See the code changes:
def create_model(is_predicting, input_ids, input_mask, segment_ids, labels,
num_labels):
"""Creates a classification model."""
bert_module = hub.Module(
BERT_MODEL_HUB,
trainable=True)
bert_inputs = dict(
input_ids=input_ids,
input_mask=input_mask,
segment_ids=segment_ids)
bert_outputs = bert_module(
inputs=bert_inputs,
signature="tokens",
as_dict=True)
# Use "pooled_output" for classification tasks on an entire sentence.
# Use "sequence_outputs" for token-level output.
output_layer = bert_outputs["pooled_output"]
pooled_output = output_layer
hidden_size = output_layer.shape[-1].value
# Create our own layer to tune for politeness data.

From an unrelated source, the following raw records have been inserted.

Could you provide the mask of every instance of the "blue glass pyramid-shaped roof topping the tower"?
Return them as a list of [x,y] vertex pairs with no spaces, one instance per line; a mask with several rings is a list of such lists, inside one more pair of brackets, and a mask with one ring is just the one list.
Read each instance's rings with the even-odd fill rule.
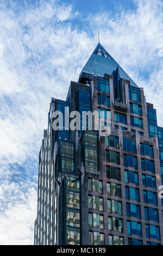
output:
[[131,86],[138,87],[100,43],[98,43],[91,57],[84,66],[82,72],[80,73],[80,77],[90,76],[93,74],[100,77],[104,77],[104,74],[114,76],[117,67],[121,78],[129,80]]

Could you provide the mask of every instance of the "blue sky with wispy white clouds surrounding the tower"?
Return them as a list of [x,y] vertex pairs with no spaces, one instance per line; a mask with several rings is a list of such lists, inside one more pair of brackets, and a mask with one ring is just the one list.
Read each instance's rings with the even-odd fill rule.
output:
[[163,2],[0,1],[0,245],[33,245],[38,159],[52,97],[101,44],[163,126]]

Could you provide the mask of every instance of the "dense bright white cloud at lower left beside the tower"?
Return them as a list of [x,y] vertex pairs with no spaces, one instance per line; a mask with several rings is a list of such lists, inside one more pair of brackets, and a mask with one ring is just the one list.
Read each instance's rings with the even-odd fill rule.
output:
[[[9,186],[7,188],[10,190]],[[20,194],[21,190],[18,190],[17,193]],[[27,198],[21,194],[20,198],[14,199],[14,204],[8,203],[5,212],[0,214],[0,245],[33,245],[36,197],[35,189],[30,188]]]

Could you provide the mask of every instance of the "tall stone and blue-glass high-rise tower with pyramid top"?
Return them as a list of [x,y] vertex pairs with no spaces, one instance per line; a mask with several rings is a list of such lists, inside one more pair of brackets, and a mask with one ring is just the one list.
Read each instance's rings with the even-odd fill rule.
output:
[[[64,115],[58,130],[56,111]],[[67,128],[72,111],[81,114],[78,131]],[[85,130],[83,111],[103,113],[98,130]],[[103,136],[107,119],[111,131]],[[156,109],[98,44],[66,101],[52,98],[50,104],[39,154],[34,244],[163,245],[162,177],[163,128]]]

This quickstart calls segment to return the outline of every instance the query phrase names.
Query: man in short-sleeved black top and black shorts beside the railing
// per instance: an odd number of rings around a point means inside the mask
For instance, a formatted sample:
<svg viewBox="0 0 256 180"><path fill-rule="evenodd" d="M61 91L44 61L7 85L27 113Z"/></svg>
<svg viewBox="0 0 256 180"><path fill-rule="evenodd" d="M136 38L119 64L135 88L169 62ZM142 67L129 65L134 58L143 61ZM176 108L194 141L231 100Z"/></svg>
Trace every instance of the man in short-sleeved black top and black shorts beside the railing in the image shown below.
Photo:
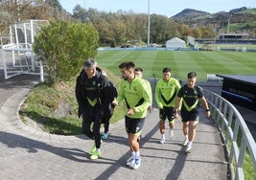
<svg viewBox="0 0 256 180"><path fill-rule="evenodd" d="M185 140L183 146L187 146L186 152L190 152L192 143L196 137L196 127L199 121L199 101L205 107L206 116L210 117L210 109L204 98L202 88L196 85L197 74L188 73L188 82L180 88L175 102L175 119L178 117L177 110L182 100L180 115L183 122L183 133Z"/></svg>

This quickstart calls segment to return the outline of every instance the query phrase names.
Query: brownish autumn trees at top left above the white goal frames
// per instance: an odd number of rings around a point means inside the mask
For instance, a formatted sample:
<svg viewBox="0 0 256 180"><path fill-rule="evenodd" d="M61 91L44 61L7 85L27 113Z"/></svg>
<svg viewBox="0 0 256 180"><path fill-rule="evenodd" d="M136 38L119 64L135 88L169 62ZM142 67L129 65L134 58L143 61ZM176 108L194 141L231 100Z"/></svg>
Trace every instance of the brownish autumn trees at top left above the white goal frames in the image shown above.
<svg viewBox="0 0 256 180"><path fill-rule="evenodd" d="M74 20L58 0L0 0L0 34L8 34L9 25L28 19Z"/></svg>

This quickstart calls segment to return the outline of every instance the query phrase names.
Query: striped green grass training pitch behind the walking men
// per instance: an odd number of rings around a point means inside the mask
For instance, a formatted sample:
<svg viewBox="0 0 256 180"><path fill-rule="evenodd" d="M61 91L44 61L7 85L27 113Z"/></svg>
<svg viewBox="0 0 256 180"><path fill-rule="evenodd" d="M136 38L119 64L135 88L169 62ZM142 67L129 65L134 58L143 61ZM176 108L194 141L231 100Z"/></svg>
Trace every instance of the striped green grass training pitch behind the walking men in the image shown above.
<svg viewBox="0 0 256 180"><path fill-rule="evenodd" d="M207 74L256 75L256 53L207 51L157 51L157 50L102 50L96 59L100 66L120 76L118 65L130 60L142 67L144 78L162 78L162 69L170 67L176 79L186 79L195 71L198 80Z"/></svg>

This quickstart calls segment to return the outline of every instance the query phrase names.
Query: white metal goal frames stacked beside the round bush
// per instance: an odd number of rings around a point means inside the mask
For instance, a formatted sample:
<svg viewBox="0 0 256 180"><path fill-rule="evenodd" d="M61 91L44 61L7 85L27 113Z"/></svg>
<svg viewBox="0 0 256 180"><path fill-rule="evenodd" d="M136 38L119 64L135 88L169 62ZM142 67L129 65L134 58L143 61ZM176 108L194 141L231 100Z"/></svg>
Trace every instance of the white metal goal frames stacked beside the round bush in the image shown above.
<svg viewBox="0 0 256 180"><path fill-rule="evenodd" d="M45 25L46 20L27 20L10 26L9 43L3 44L2 58L5 79L20 74L38 74L44 81L43 64L32 50L35 35Z"/></svg>

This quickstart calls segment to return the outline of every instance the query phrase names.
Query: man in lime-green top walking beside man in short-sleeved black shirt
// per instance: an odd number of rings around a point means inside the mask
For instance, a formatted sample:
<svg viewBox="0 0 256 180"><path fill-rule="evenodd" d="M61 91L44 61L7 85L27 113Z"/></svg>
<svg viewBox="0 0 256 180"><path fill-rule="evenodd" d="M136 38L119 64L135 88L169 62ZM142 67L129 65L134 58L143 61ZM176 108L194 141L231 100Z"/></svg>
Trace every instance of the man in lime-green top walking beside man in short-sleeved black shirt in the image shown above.
<svg viewBox="0 0 256 180"><path fill-rule="evenodd" d="M161 133L160 143L165 143L165 120L168 119L170 131L170 139L174 136L175 118L173 110L177 92L180 89L180 84L177 79L171 78L171 69L163 68L163 79L157 81L155 86L155 101L159 108L159 130Z"/></svg>

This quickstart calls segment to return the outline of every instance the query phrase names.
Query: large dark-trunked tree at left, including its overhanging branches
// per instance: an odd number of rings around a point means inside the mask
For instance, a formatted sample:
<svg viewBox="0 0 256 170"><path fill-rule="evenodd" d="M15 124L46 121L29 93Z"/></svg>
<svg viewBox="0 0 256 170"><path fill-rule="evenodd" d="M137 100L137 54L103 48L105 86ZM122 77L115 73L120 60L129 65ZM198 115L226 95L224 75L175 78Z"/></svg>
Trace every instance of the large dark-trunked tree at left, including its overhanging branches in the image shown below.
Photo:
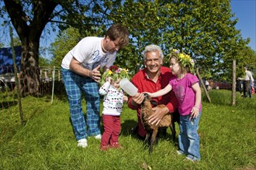
<svg viewBox="0 0 256 170"><path fill-rule="evenodd" d="M81 26L80 29L85 31L90 30L92 28L88 25L88 21L92 18L90 15L87 17L85 13L88 8L96 5L92 2L101 1L4 0L4 2L4 8L22 42L22 70L19 73L21 90L34 94L38 92L40 84L38 67L40 37L47 23L55 23L61 29L73 25Z"/></svg>

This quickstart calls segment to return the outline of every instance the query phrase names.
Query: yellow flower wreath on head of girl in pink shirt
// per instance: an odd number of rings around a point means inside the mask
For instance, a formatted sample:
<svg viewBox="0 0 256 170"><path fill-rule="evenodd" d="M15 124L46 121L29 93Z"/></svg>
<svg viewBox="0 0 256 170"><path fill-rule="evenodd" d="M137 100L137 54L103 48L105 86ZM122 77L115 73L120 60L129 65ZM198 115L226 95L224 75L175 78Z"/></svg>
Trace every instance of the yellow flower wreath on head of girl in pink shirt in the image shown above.
<svg viewBox="0 0 256 170"><path fill-rule="evenodd" d="M174 56L177 59L177 62L182 66L182 68L185 68L190 73L195 72L194 59L192 59L189 55L185 53L180 53L178 49L171 49L171 53L169 54L169 59L171 59Z"/></svg>

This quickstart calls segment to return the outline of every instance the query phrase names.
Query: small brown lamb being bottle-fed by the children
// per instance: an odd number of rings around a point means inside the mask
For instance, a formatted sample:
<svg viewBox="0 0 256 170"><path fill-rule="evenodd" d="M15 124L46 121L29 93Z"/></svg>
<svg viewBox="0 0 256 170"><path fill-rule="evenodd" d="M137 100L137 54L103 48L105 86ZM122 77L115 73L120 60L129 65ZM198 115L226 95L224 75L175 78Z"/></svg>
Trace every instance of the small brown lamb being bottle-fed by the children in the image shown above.
<svg viewBox="0 0 256 170"><path fill-rule="evenodd" d="M172 140L175 141L175 122L173 121L172 114L166 114L162 120L160 121L159 124L151 124L148 122L148 117L150 115L154 114L154 111L152 110L152 105L150 102L150 97L147 93L144 93L144 101L141 104L141 114L140 114L140 119L142 124L144 125L144 128L147 131L146 138L144 140L144 145L149 143L150 140L150 148L149 148L149 153L152 153L153 151L153 145L156 141L157 137L157 132L158 128L171 128L171 133L172 133ZM163 108L165 107L164 104L157 105L156 107Z"/></svg>

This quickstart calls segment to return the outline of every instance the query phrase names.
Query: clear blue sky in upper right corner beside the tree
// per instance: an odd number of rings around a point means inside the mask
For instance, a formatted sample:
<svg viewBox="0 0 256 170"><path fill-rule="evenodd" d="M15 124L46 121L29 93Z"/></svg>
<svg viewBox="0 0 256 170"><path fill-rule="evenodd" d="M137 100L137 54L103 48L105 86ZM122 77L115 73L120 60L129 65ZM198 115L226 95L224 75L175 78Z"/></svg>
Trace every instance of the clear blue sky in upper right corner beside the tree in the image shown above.
<svg viewBox="0 0 256 170"><path fill-rule="evenodd" d="M231 0L231 10L238 19L236 28L240 29L244 39L251 39L248 46L256 51L256 0Z"/></svg>

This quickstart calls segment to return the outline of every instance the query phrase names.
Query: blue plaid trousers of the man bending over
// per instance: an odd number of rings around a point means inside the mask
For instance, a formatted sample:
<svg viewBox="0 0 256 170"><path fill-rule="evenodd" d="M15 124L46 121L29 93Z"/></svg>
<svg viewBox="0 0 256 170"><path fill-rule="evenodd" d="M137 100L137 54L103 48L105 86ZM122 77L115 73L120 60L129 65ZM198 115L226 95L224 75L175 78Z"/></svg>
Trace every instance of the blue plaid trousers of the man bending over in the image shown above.
<svg viewBox="0 0 256 170"><path fill-rule="evenodd" d="M67 92L75 138L78 141L87 136L100 134L99 84L71 70L61 68L61 73ZM86 122L81 106L81 92L86 100Z"/></svg>

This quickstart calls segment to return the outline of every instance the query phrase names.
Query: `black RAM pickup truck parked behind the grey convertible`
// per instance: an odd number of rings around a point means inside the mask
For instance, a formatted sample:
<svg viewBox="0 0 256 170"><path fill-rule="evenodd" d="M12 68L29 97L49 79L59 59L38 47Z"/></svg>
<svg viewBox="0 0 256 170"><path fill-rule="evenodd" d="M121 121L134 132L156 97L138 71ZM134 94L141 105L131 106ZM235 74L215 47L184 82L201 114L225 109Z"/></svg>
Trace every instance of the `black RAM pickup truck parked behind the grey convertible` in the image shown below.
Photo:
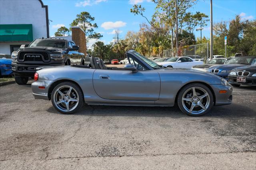
<svg viewBox="0 0 256 170"><path fill-rule="evenodd" d="M36 67L57 65L84 65L84 53L78 52L78 45L66 39L40 38L28 47L21 45L12 52L12 71L17 84L26 84L34 77Z"/></svg>

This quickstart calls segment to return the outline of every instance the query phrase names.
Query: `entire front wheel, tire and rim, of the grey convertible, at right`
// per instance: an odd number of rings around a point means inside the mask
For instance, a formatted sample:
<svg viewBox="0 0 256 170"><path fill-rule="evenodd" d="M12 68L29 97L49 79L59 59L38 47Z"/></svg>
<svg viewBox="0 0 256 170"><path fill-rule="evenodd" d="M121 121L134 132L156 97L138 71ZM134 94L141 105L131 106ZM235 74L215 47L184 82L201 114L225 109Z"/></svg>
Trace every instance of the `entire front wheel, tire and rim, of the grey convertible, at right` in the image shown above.
<svg viewBox="0 0 256 170"><path fill-rule="evenodd" d="M200 83L183 87L178 94L177 102L180 110L190 116L204 115L214 105L212 92L206 85Z"/></svg>

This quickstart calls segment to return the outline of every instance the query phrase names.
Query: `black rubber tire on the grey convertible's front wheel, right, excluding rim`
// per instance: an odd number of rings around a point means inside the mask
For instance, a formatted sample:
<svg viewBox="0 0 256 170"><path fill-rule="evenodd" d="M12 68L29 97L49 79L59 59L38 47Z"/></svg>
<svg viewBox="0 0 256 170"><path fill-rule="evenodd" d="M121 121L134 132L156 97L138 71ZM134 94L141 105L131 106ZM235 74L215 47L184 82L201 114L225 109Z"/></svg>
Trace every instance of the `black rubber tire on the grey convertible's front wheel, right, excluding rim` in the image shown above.
<svg viewBox="0 0 256 170"><path fill-rule="evenodd" d="M209 95L209 105L208 105L208 108L206 109L206 110L204 110L202 113L198 113L198 114L193 114L193 113L189 113L185 108L184 108L184 106L182 105L182 96L184 95L184 93L188 90L188 89L190 89L190 88L192 88L192 87L199 87L199 88L202 88L202 89L204 89L205 91L207 91L207 93L208 93L208 95ZM193 98L193 96L192 96L192 98ZM198 99L199 100L199 99ZM212 107L213 107L213 105L214 105L214 98L213 98L213 95L212 95L212 92L210 91L210 89L206 86L206 85L203 85L203 84L201 84L201 83L191 83L191 84L188 84L188 85L185 85L181 90L180 90L180 92L179 92L179 94L178 94L178 99L177 99L177 103L178 103L178 107L180 108L180 110L183 112L183 113L185 113L186 115L189 115L189 116L202 116L202 115L204 115L204 114L206 114L206 113L208 113L211 109L212 109ZM192 104L192 102L191 102L191 104ZM196 105L196 107L199 107L198 105ZM201 107L200 107L201 108ZM202 108L201 108L202 109Z"/></svg>

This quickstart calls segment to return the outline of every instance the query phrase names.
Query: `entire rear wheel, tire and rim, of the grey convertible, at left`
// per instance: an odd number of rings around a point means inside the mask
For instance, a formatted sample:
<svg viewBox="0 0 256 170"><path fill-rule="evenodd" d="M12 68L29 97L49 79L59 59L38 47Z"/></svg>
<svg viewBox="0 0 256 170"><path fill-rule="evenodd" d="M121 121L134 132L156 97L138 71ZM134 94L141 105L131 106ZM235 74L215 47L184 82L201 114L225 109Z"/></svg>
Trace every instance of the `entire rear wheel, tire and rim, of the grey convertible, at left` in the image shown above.
<svg viewBox="0 0 256 170"><path fill-rule="evenodd" d="M78 85L63 82L53 89L51 95L52 105L61 113L72 114L78 111L83 103L83 93Z"/></svg>

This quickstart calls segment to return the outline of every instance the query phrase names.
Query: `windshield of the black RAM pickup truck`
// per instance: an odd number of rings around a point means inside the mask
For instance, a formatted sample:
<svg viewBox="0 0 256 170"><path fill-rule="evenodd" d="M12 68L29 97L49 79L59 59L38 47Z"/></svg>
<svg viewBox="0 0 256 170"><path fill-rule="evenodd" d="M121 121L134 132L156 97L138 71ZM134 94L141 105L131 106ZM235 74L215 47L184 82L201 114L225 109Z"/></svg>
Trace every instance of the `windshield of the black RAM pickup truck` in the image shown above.
<svg viewBox="0 0 256 170"><path fill-rule="evenodd" d="M35 40L29 47L66 48L66 40Z"/></svg>

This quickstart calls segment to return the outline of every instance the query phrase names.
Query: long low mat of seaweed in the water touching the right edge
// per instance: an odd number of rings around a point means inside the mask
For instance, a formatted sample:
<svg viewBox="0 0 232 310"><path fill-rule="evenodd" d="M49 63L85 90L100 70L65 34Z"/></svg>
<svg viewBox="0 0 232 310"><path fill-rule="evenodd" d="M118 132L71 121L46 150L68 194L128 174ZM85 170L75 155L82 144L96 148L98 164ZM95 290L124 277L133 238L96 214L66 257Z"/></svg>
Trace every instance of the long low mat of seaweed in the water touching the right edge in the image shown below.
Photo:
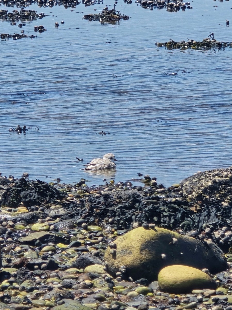
<svg viewBox="0 0 232 310"><path fill-rule="evenodd" d="M202 42L198 42L195 40L188 40L175 42L174 40L170 39L169 42L165 43L156 43L157 47L165 47L168 50L187 50L187 49L195 49L195 50L207 50L211 48L216 48L218 50L225 49L226 47L232 47L232 42L219 42L212 38L203 39Z"/></svg>

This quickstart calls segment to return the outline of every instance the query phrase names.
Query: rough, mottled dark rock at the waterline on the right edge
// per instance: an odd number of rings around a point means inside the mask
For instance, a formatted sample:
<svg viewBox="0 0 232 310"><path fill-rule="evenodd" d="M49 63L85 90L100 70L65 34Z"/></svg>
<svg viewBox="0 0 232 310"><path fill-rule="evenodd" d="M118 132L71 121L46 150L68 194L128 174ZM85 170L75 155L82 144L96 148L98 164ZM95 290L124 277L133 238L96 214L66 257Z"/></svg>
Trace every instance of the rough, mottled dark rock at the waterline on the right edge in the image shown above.
<svg viewBox="0 0 232 310"><path fill-rule="evenodd" d="M183 197L197 205L232 206L232 167L199 172L180 186Z"/></svg>

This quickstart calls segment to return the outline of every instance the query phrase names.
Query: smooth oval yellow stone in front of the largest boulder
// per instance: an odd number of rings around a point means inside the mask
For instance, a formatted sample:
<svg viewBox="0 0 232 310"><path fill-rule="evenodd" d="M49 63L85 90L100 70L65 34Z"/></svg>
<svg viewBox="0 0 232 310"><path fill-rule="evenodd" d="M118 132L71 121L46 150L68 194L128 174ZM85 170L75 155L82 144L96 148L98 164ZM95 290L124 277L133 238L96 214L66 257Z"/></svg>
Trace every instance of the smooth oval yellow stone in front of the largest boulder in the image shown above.
<svg viewBox="0 0 232 310"><path fill-rule="evenodd" d="M163 268L158 274L161 291L174 294L191 293L196 289L217 288L216 282L205 272L184 265L172 265Z"/></svg>

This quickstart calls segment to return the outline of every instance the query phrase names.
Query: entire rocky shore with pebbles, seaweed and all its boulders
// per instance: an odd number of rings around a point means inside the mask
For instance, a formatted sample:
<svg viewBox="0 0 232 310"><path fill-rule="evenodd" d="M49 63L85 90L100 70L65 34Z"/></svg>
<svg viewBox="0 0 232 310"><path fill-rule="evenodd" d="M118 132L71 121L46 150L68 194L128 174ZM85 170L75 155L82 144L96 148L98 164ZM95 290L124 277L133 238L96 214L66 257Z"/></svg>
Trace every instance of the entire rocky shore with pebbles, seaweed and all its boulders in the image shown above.
<svg viewBox="0 0 232 310"><path fill-rule="evenodd" d="M232 309L232 167L136 181L1 176L0 309Z"/></svg>

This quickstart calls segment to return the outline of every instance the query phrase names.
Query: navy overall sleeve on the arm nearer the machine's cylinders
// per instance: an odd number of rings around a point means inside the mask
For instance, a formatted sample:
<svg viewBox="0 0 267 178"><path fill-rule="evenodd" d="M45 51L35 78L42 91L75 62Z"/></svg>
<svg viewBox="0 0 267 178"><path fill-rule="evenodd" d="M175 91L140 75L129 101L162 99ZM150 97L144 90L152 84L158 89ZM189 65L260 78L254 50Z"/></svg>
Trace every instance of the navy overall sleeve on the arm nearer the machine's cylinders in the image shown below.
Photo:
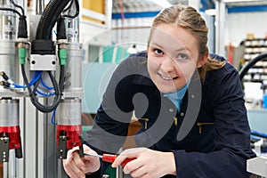
<svg viewBox="0 0 267 178"><path fill-rule="evenodd" d="M94 117L93 128L85 134L85 143L98 154L116 154L127 136L134 109L129 87L132 79L131 75L127 75L129 69L133 69L133 63L128 60L131 59L123 61L110 78L101 106ZM103 174L109 165L101 161L101 170L86 177Z"/></svg>

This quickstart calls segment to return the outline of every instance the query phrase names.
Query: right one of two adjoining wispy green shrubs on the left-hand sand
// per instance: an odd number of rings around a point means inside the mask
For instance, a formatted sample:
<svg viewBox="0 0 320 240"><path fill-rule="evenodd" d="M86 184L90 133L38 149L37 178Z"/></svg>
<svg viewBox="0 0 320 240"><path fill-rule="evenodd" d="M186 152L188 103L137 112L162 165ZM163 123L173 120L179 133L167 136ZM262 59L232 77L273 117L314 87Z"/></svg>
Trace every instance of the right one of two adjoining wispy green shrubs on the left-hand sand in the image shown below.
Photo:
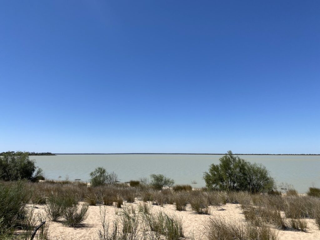
<svg viewBox="0 0 320 240"><path fill-rule="evenodd" d="M67 207L64 210L63 218L68 227L77 227L88 217L88 205L83 204L81 207L78 204Z"/></svg>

output_weights = tf.get_variable(
"output_weights", [num_labels, hidden_size],
initializer=tf.truncated_normal_initializer(stddev=0.02))
output_bias = tf.get_variable(
"output_bias", [num_labels], initializer=tf.zeros_initializer())
with tf.variable_scope("loss"):
# Dropout helps prevent overfitting
output_layer = tf.nn.dropout(output_layer, keep_prob=0.9)
logits = tf.matmul(output_layer, output_weights, transpose_b=True)
logits = tf.nn.bias_add(logits, output_bias)
log_probs = tf.nn.log_softmax(logits, axis=-1)
probs = tf.nn.softmax(logits, axis=-1)
# Convert labels into one-hot encoding
one_hot_labels = tf.one_hot(labels, depth=num_labels, dtype=tf.float32)
predicted_labels = tf.squeeze(tf.argmax(log_probs, axis=-1, output_type=tf.int32))
# If we're predicting, we want predicted labels and the probabiltiies.
if is_predicting:
return (predicted_labels, log_probs, probs, pooled_output)
# If we're train/eval, compute loss between predicted and actual label
per_example_loss = -tf.reduce_sum(one_hot_labels * log_probs, axis=-1)
loss = tf.reduce_mean(per_example_loss)
return (loss, predicted_labels, log_probs, probs, pooled_output)
Now in the model_fn_builder()
add support for those values:
# this should be changed in both places
(predicted_labels, log_probs, probs, pooled_output) = create_model(
is_predicting, input_ids, input_mask, segment_ids, label_ids, num_labels)
# return dictionary of all the values you wanted
predictions = {
'log_probabilities': log_probs,
'probabilities': probs,
'labels': predicted_labels,
'pooled_output': pooled_output
}
Adjust getPrediction()
accordingly and in the end your predictions will look like this:
('That movie was absolutely awful',
array([0.99599314, 0.00400678], dtype=float32), <= Probability
array([-4.0148855e-03, -5.5197663e+00], dtype=float32), <= Log probability, same as previously
'Negative', <= Label
array([ 0.9181199 , 0.7763732 , 0.9999883 , -0.93533266, -0.9841384 ,
0.78126144, -0.9918988 , -0.18764131, 0.9981035 , 0.99999994,
0.900716 , -0.99926263, -0.5078789 , -0.99417543, -0.07695035,
0.9501321 , 0.75836045, 0.49151263, -0.7886792 , 0.97505844,
-0.8931161 , -1. , 0.9318583 , -0.60531116, -0.8644371 ,
...
and this is 768-d [CLS] vector (sentence embedding).
Regarding 2): At my end training took about 5 minutes and test about 40 seconds. Very reasonable.
UPDATE
For 20k samples it took 12:48 to train and 2:07 minutes to test.
For 10k samples timings are 8:40 and 1:07 respectively.